Les enseignements de ce rapide bilan sont clairs. Les syndicats sont officiellement engagés dans le combat séculaire pour le progrès social et s’érigent volontiers en défenseurs du service public, de l’emploi, des conditions de travail, des garanties statutaires ou du bien-être du personnel. Mais, dans les faits, ils abandonnent leurs priorités et revendications, et s’inclinent dossier après dossier devant les exigences patronales.

Cet écart entre la théorie et la pratique, entre les objectifs et les réalisations, entre les discours et les actes,  relève fondamentalement  d’un choix politique : celui de la cogestion, de la concertation permanente, des accommodements perpétuels, des mauvais compromis qui tirent le social vers le bas. Au nom d’une orientation qui se veut « réaliste », mais qui est surtout le reflet d’une « culture de la résignation » et de l’absence de perspectives alternatives fortes, à même de contester les politiques de régression sociale d’inspiration (néo-) libérale.

A  l’évidence, depuis 20 ans, les syndicats ne pèsent plus sur les décisions stratégiques centrales des sommets de Belgacom, appuyées par les différentes coalitions gouvernementales. Ces reculs à répétition ont entrainé une lourde dégradation des rapports de force et, dans ce contexte défaitiste, les délégués syndicaux, qui défendent encore un syndicalisme de combat, ne pèsent guère sur les décisions de leurs propres organisations syndicales !

Sans un changement de cap radical, il sera bien difficile d’entraver la course folle d’un processus visant à détruire définitivement les derniers éléments qui confèrent encore un caractère « public » à Belgacom.

La réussite d’un tel « recentrage » passe par un retour aux « fondamentaux » qui ont permis au syndicalisme d’arracher de grandes conquêtes sociales.

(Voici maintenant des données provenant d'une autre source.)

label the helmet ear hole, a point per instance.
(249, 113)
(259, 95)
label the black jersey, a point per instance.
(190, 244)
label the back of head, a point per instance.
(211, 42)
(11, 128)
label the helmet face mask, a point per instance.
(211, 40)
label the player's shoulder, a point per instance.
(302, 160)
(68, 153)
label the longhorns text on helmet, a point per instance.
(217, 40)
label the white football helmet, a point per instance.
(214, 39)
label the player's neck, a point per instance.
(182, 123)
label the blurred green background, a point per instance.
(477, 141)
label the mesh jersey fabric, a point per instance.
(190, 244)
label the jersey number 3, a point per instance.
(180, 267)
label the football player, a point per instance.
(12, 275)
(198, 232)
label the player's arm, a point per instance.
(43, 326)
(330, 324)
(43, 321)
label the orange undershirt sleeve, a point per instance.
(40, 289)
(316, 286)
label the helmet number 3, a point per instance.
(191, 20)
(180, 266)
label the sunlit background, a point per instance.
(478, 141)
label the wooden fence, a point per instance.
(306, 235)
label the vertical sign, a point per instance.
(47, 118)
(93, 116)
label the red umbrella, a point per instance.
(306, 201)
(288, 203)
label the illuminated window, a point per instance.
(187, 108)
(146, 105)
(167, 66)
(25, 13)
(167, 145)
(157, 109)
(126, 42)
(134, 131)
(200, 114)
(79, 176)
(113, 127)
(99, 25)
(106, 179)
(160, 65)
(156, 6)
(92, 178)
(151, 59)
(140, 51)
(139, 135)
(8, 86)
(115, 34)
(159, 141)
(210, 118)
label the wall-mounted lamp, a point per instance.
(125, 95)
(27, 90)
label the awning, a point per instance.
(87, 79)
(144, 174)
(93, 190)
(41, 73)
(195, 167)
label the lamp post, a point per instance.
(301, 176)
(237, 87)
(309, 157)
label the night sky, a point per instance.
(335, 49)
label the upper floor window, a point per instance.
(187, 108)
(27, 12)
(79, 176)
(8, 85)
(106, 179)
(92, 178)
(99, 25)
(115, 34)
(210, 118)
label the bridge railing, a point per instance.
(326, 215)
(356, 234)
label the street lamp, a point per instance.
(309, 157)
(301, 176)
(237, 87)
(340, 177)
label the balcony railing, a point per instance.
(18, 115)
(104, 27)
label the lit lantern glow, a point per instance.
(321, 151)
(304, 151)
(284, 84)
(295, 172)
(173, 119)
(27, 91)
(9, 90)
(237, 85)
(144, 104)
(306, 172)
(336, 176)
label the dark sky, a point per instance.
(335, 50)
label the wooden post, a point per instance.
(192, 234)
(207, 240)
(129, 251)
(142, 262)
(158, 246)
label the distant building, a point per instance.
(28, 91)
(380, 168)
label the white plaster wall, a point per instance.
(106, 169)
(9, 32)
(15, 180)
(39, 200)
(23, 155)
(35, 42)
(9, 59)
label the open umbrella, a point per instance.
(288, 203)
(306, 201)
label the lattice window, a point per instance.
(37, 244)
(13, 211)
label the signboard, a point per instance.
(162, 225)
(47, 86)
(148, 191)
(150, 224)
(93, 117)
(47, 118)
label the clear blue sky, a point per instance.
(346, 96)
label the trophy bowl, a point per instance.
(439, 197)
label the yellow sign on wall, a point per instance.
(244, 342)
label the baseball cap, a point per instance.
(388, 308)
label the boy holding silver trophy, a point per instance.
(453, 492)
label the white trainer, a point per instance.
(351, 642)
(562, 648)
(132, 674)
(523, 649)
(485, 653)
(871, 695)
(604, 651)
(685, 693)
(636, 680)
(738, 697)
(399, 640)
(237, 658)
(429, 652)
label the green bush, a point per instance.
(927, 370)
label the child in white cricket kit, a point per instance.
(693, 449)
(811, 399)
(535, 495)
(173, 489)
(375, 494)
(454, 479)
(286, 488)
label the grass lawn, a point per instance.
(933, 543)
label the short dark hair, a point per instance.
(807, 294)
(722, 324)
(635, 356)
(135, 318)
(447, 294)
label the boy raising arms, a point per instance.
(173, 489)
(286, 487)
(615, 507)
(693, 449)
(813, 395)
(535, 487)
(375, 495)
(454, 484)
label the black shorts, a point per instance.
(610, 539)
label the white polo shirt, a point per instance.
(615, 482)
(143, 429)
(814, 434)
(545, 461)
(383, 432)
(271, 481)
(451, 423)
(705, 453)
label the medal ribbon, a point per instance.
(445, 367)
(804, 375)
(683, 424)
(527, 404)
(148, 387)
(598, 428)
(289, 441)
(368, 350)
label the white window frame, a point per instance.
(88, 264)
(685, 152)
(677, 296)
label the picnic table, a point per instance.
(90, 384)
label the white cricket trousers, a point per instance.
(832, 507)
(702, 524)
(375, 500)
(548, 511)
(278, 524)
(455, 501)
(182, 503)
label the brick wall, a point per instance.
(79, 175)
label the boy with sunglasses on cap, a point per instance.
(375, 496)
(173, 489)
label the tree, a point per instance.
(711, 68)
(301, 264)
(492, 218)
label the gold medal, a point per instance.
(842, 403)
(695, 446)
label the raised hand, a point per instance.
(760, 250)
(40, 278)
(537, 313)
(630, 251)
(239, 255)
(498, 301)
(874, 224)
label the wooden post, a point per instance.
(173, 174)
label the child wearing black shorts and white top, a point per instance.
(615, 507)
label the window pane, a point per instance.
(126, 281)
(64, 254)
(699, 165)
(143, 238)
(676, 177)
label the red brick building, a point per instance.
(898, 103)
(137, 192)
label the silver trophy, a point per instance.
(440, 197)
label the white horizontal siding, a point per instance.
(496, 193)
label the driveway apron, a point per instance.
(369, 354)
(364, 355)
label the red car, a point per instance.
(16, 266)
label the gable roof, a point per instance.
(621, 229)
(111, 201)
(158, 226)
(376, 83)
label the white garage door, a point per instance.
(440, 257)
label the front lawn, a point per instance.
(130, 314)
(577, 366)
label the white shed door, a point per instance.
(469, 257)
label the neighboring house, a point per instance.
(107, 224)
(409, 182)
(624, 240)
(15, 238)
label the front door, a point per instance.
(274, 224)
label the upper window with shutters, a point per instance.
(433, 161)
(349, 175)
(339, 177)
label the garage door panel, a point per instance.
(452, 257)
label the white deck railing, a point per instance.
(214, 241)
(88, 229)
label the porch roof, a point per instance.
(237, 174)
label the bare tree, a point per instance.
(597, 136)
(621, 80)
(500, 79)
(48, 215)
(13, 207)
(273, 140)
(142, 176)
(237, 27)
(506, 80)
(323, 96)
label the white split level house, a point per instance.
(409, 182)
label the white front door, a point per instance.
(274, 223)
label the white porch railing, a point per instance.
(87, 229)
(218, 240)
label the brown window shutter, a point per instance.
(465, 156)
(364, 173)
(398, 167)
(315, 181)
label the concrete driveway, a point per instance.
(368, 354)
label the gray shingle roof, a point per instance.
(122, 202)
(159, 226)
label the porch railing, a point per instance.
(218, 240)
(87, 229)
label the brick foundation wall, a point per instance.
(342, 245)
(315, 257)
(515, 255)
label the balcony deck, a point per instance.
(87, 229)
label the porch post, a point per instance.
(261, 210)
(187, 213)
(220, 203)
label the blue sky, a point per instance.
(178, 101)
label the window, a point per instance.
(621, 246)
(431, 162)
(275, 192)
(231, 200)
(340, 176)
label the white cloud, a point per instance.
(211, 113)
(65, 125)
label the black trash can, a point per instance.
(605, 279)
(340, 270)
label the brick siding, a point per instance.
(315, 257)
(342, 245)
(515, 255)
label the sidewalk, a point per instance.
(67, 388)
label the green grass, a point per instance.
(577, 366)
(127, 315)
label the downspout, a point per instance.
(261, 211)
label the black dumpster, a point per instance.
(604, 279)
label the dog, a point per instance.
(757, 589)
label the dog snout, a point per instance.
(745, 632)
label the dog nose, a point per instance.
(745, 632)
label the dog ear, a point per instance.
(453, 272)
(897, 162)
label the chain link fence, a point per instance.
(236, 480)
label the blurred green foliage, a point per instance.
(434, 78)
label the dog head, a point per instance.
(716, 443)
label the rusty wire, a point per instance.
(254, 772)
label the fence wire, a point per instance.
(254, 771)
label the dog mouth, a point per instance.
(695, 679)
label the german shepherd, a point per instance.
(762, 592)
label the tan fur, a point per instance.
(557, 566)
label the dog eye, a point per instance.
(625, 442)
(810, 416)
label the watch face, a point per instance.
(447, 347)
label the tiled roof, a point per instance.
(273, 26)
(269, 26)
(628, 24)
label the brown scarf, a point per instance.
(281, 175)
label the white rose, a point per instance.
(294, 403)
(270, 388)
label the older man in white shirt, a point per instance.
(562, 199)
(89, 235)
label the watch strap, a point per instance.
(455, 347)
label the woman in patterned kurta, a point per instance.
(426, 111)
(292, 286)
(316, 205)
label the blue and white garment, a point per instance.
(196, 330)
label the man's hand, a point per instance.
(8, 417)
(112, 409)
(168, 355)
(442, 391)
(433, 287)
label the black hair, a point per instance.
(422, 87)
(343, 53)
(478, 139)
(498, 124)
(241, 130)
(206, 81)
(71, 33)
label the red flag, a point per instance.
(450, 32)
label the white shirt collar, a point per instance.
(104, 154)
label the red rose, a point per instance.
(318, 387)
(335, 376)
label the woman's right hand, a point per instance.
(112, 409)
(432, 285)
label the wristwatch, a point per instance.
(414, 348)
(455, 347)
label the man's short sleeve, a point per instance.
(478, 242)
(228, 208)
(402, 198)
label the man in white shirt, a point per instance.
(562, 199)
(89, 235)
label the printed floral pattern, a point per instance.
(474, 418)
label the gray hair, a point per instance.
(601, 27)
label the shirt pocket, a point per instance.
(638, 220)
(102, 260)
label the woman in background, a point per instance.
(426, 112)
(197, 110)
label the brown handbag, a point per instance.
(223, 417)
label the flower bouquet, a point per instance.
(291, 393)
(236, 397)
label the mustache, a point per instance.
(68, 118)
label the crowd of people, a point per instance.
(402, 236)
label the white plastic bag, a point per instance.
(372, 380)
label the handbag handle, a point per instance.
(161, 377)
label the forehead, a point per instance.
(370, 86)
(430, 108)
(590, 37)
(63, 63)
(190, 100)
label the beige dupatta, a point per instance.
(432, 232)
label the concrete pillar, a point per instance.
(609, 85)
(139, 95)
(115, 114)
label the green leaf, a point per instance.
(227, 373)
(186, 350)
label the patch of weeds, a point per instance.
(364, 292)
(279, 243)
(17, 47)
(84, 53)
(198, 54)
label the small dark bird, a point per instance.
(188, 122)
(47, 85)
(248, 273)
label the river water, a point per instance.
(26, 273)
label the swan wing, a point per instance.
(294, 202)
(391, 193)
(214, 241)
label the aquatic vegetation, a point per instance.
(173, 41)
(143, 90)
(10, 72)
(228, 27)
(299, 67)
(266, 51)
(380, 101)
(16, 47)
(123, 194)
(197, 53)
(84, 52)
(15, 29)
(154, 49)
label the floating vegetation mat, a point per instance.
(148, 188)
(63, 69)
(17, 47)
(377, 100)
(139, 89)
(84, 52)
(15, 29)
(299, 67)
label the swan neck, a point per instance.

Trois impulsions stratégiques sont, de ce point de vue, incontournables :

  1. Il est indispensable de réaffirmer l’indépendance des organisations syndicales. Celles-ci ont été créées par les travailleurs salariés pour défendre leurs intérêts collectifs, non pour relayer au sein du monde du travail les exigences patronales. Il est, par conséquent, vital de rompre avec la complaisance co-gestionnaire, de sortir d’un système de concertation ininterrompue, de changer les règles d’un jeu où les dés sont constamment pipés. En d’autres termes, la CGSP et la CSC-Transcom doivent cesser de négocier béatement tous les dossiers présentés par les dirigeants de Belgacom, jusqu’au moment où le point de non-retour est dépassé, et où il ne reste plus aux militants et affiliés qu’à prendre acte des faits accomplis !
  2. Il est essentiel de restaurer un véritable fonctionnement démocratique interne. La démocratie syndicale n’est pas un fétiche mais une arme permettant aux travailleurs de se réapproprier collectivement l’activité syndicale. Chez Belgacom règne l’opacité. Très peu d’informations circulent, laissant les affiliés le plus souvent dans l’ignorance concernant ce qui est quotidiennement discuté dans les « hautes sphères ». Dans ces conditions, il n’est pas fortuit que plus aucune assemblée générale n’est organisée pendant les heures de services sur les lieux de travail, et ce depuis très longtemps ! Ces mauvaises habitudes doivent être abandonnées. Il faut redonner de l’oxygène à la vie syndicale et cela passe par un retour de la transparence et du débat collectif : les membres du personnel doivent être régulièrement  informés afin qu’ils puissent évaluer les véritables enjeux, maitriser les dossiers qui ont des conséquences directes pour leur avenir, en discuter tous ensemble.  C’est le seul moyen efficace de sensibilisation et de mobilisation, et c’est surtout la seule voie permettant de passer d’une position défensive à une position offensive, de mettre la pression sur le camp patronal et sur celles et ceux qui sont de connivence avec celui-ci !
  3. Il est décisif d’opter pour un syndicalisme de combat décomplexé, car rien ne peut se substituer efficacement à l’intervention directe des travailleurs dans les domaines qui les concernent directement. Et parce que sans actions, le syndicalisme se condamne à la passivité et à la gestion impuissante d’échecs devenus alors inévitables. Toute notre histoire sociale indique que les plus grands succès du mouvement ouvrier ont été acquis par les luttes. Celui qui se bat n’est pas sûr de gagner, mais celui qui ne se bat pas est certain de perdre !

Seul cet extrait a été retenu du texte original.